Do you have to follow the RTA checklist exactly?
You can, but you are also not bound by it. Like all guidance documents they “contain nonbinding recommendations”. The checklist is released as part of a guidance document, so it is a guidance and not a regulatory requirement. That being said, if your submission is missing an element in the checklist, your 510k submission will be considered administratively incomplete unless you provide a clear explanation as to why the checklist element is not applicable to your submission or you explain how you meet the 510k submission requirement in another way.

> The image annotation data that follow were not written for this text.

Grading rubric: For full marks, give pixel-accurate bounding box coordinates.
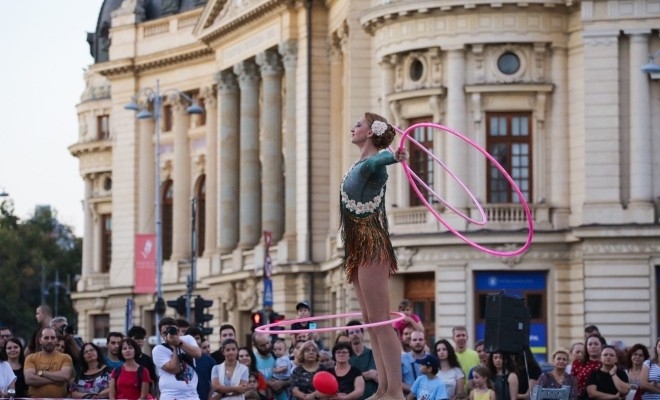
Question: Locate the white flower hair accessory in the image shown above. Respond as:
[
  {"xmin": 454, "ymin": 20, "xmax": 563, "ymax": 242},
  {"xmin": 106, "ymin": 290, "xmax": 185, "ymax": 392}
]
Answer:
[{"xmin": 371, "ymin": 121, "xmax": 387, "ymax": 136}]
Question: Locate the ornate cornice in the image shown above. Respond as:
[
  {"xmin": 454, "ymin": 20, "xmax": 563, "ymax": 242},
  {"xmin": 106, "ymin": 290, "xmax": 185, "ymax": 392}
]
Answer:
[
  {"xmin": 135, "ymin": 43, "xmax": 215, "ymax": 72},
  {"xmin": 358, "ymin": 0, "xmax": 577, "ymax": 33},
  {"xmin": 94, "ymin": 43, "xmax": 215, "ymax": 77},
  {"xmin": 69, "ymin": 140, "xmax": 112, "ymax": 157},
  {"xmin": 195, "ymin": 0, "xmax": 296, "ymax": 44}
]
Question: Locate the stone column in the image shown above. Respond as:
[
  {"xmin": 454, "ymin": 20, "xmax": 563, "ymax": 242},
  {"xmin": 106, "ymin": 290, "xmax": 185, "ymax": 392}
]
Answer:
[
  {"xmin": 137, "ymin": 113, "xmax": 157, "ymax": 233},
  {"xmin": 379, "ymin": 55, "xmax": 394, "ymax": 124},
  {"xmin": 217, "ymin": 70, "xmax": 240, "ymax": 254},
  {"xmin": 168, "ymin": 94, "xmax": 191, "ymax": 265},
  {"xmin": 624, "ymin": 30, "xmax": 654, "ymax": 223},
  {"xmin": 90, "ymin": 204, "xmax": 103, "ymax": 274},
  {"xmin": 234, "ymin": 60, "xmax": 261, "ymax": 249},
  {"xmin": 328, "ymin": 39, "xmax": 347, "ymax": 235},
  {"xmin": 571, "ymin": 29, "xmax": 620, "ymax": 225},
  {"xmin": 82, "ymin": 175, "xmax": 94, "ymax": 276},
  {"xmin": 278, "ymin": 39, "xmax": 298, "ymax": 261},
  {"xmin": 545, "ymin": 45, "xmax": 571, "ymax": 229},
  {"xmin": 200, "ymin": 86, "xmax": 218, "ymax": 258},
  {"xmin": 257, "ymin": 50, "xmax": 284, "ymax": 243},
  {"xmin": 444, "ymin": 48, "xmax": 470, "ymax": 223}
]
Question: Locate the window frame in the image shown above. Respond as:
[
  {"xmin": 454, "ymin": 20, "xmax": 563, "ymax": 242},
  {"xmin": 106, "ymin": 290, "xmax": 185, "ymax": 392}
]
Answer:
[
  {"xmin": 407, "ymin": 116, "xmax": 437, "ymax": 207},
  {"xmin": 485, "ymin": 111, "xmax": 534, "ymax": 204},
  {"xmin": 100, "ymin": 214, "xmax": 112, "ymax": 274}
]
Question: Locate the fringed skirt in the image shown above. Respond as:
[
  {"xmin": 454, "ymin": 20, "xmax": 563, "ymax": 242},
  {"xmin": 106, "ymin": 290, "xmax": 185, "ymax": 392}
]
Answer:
[{"xmin": 341, "ymin": 210, "xmax": 398, "ymax": 283}]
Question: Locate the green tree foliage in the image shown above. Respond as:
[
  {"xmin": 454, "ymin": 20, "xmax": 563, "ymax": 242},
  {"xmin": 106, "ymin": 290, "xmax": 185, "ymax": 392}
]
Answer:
[{"xmin": 0, "ymin": 200, "xmax": 82, "ymax": 339}]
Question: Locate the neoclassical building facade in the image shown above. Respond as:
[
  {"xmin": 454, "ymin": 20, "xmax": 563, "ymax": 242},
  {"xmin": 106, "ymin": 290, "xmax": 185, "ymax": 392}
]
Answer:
[{"xmin": 69, "ymin": 0, "xmax": 660, "ymax": 358}]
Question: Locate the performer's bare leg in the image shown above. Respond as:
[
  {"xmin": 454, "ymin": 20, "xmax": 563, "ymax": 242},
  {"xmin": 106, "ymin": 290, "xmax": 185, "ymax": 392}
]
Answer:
[
  {"xmin": 353, "ymin": 274, "xmax": 387, "ymax": 400},
  {"xmin": 354, "ymin": 263, "xmax": 403, "ymax": 399}
]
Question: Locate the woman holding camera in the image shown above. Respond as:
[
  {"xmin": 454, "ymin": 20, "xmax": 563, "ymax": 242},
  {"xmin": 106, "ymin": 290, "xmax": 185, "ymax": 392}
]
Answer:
[{"xmin": 151, "ymin": 317, "xmax": 202, "ymax": 400}]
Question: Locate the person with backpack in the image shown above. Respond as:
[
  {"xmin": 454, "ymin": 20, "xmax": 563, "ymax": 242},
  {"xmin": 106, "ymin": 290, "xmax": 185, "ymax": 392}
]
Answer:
[{"xmin": 110, "ymin": 337, "xmax": 151, "ymax": 400}]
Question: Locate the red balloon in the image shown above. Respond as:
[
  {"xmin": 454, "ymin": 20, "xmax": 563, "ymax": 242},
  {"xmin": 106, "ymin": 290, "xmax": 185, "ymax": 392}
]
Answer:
[{"xmin": 312, "ymin": 371, "xmax": 339, "ymax": 395}]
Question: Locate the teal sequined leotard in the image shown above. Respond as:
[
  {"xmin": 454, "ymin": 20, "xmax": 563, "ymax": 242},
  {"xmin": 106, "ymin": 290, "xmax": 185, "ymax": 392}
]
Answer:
[{"xmin": 339, "ymin": 151, "xmax": 397, "ymax": 282}]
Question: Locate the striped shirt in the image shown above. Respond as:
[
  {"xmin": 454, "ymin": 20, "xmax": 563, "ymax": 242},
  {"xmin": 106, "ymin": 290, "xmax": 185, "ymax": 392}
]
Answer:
[{"xmin": 642, "ymin": 360, "xmax": 660, "ymax": 400}]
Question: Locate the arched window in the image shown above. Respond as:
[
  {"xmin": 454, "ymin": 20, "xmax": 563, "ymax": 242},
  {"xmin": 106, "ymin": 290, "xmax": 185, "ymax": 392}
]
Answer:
[
  {"xmin": 161, "ymin": 179, "xmax": 174, "ymax": 260},
  {"xmin": 195, "ymin": 175, "xmax": 206, "ymax": 257}
]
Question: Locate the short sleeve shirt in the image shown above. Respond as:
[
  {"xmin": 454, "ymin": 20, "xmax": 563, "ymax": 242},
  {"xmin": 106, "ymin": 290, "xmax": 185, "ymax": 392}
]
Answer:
[{"xmin": 24, "ymin": 351, "xmax": 73, "ymax": 398}]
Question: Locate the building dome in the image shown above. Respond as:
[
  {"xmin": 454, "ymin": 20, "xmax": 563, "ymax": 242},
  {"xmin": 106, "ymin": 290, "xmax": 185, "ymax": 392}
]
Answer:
[{"xmin": 87, "ymin": 0, "xmax": 207, "ymax": 64}]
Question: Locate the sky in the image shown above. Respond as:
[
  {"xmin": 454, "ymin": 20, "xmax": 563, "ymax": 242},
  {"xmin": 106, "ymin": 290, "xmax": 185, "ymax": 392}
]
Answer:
[{"xmin": 0, "ymin": 0, "xmax": 103, "ymax": 236}]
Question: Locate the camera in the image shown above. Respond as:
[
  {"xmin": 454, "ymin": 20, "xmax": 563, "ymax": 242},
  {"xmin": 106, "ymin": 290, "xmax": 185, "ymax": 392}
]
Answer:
[{"xmin": 60, "ymin": 324, "xmax": 76, "ymax": 335}]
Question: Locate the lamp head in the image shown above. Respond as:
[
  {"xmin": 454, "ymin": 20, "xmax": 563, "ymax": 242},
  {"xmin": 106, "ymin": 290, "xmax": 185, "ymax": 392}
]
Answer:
[
  {"xmin": 642, "ymin": 62, "xmax": 660, "ymax": 74},
  {"xmin": 135, "ymin": 110, "xmax": 151, "ymax": 119},
  {"xmin": 124, "ymin": 100, "xmax": 140, "ymax": 111},
  {"xmin": 187, "ymin": 100, "xmax": 204, "ymax": 114}
]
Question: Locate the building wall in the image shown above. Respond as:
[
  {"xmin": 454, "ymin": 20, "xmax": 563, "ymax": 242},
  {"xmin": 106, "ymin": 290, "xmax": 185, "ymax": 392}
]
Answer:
[{"xmin": 70, "ymin": 0, "xmax": 660, "ymax": 348}]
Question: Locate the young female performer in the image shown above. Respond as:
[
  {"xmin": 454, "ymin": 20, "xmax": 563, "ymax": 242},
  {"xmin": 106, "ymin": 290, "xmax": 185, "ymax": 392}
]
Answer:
[{"xmin": 340, "ymin": 113, "xmax": 407, "ymax": 400}]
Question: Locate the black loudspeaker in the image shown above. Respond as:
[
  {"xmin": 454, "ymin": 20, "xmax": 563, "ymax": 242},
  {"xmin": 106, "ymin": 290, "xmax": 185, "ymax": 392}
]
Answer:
[{"xmin": 484, "ymin": 293, "xmax": 529, "ymax": 353}]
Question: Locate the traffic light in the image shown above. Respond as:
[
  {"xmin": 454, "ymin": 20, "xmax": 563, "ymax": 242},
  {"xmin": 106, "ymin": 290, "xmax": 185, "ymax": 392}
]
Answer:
[
  {"xmin": 195, "ymin": 296, "xmax": 213, "ymax": 335},
  {"xmin": 167, "ymin": 296, "xmax": 186, "ymax": 316},
  {"xmin": 252, "ymin": 311, "xmax": 266, "ymax": 332},
  {"xmin": 269, "ymin": 311, "xmax": 285, "ymax": 331}
]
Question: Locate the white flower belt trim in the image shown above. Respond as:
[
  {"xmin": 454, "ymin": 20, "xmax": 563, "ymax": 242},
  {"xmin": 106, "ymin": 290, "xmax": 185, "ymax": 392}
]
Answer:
[{"xmin": 341, "ymin": 188, "xmax": 385, "ymax": 215}]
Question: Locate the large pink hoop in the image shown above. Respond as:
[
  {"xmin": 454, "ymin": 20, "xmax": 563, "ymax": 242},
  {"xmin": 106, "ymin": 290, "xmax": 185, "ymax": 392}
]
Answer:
[
  {"xmin": 399, "ymin": 122, "xmax": 534, "ymax": 257},
  {"xmin": 254, "ymin": 311, "xmax": 406, "ymax": 335},
  {"xmin": 394, "ymin": 128, "xmax": 488, "ymax": 225}
]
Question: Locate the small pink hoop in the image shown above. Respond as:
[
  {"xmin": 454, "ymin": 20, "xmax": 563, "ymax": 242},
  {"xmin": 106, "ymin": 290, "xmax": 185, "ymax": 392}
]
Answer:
[
  {"xmin": 254, "ymin": 311, "xmax": 406, "ymax": 335},
  {"xmin": 399, "ymin": 122, "xmax": 534, "ymax": 257}
]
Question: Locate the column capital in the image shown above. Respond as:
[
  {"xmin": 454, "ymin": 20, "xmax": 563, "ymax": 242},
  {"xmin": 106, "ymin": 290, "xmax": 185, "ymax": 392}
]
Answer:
[
  {"xmin": 165, "ymin": 92, "xmax": 188, "ymax": 114},
  {"xmin": 234, "ymin": 60, "xmax": 261, "ymax": 89},
  {"xmin": 215, "ymin": 69, "xmax": 238, "ymax": 94},
  {"xmin": 199, "ymin": 86, "xmax": 217, "ymax": 107},
  {"xmin": 277, "ymin": 39, "xmax": 298, "ymax": 71},
  {"xmin": 623, "ymin": 28, "xmax": 651, "ymax": 37},
  {"xmin": 256, "ymin": 49, "xmax": 282, "ymax": 78}
]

Medical devices vary wildly and there is no one size fits all approach. The FDA recognizes that and includes some wiggle room that gives them some discretion in reviewing submissions. However, 100% of the 3,500+ submissions received each year are screened using the refusal to accept (RTA) checklist and the screening person’s job is to verify that your submission meets the criteria. As it says in the guidance document:
“The purpose of the 510(k) acceptance review is to assess whether a submission is administratively complete, in that it includes all of the information necessary for FDA to conduct a substantive review. Therefore, the submission should not be accepted and should receive an RTA designation if one or more of the items noted as RTA items in the checklist are not present and no explanation is provided for the omission(s). However, during the RTA review, FDA staff has the discretion to determine whether missing checklist items are needed to ensure that the submission is administratively complete to allow the submission to be accepted. FDA staff also has the discretion to request missing checklist items interactively from submitters during the RTA review. Interaction during the RTA review is dependent on the FDA staff’s determination that outstanding issues are appropriate for interactive review and that adequate time is available for the submitter to provide supporting information and for FDA staff to assess responses. If one or more items noted as RTA items on the Acceptance Checklist are not present, FDA staff conducting the acceptance review should obtain management concurrence and notify the designated 510(k), contact person, electronically that the submission has not been accepted. “ (Ref. 1).
The portion above notes that explanations may be provided for omitted portions of the submission. So, the answer to the question is that no, you do not have to follow the RTA checklist exactly. However, if you should purposefully omit a section you should provide an explanation and your rationale justifying why the omission is appropriate for your individual device and 510(k) submission. Again, just because you have included an alternative approach or justification does not automatically mean it will be accepted. The FDA personnel that are conducting the acceptance review will judge whether or not your deviation is acceptable.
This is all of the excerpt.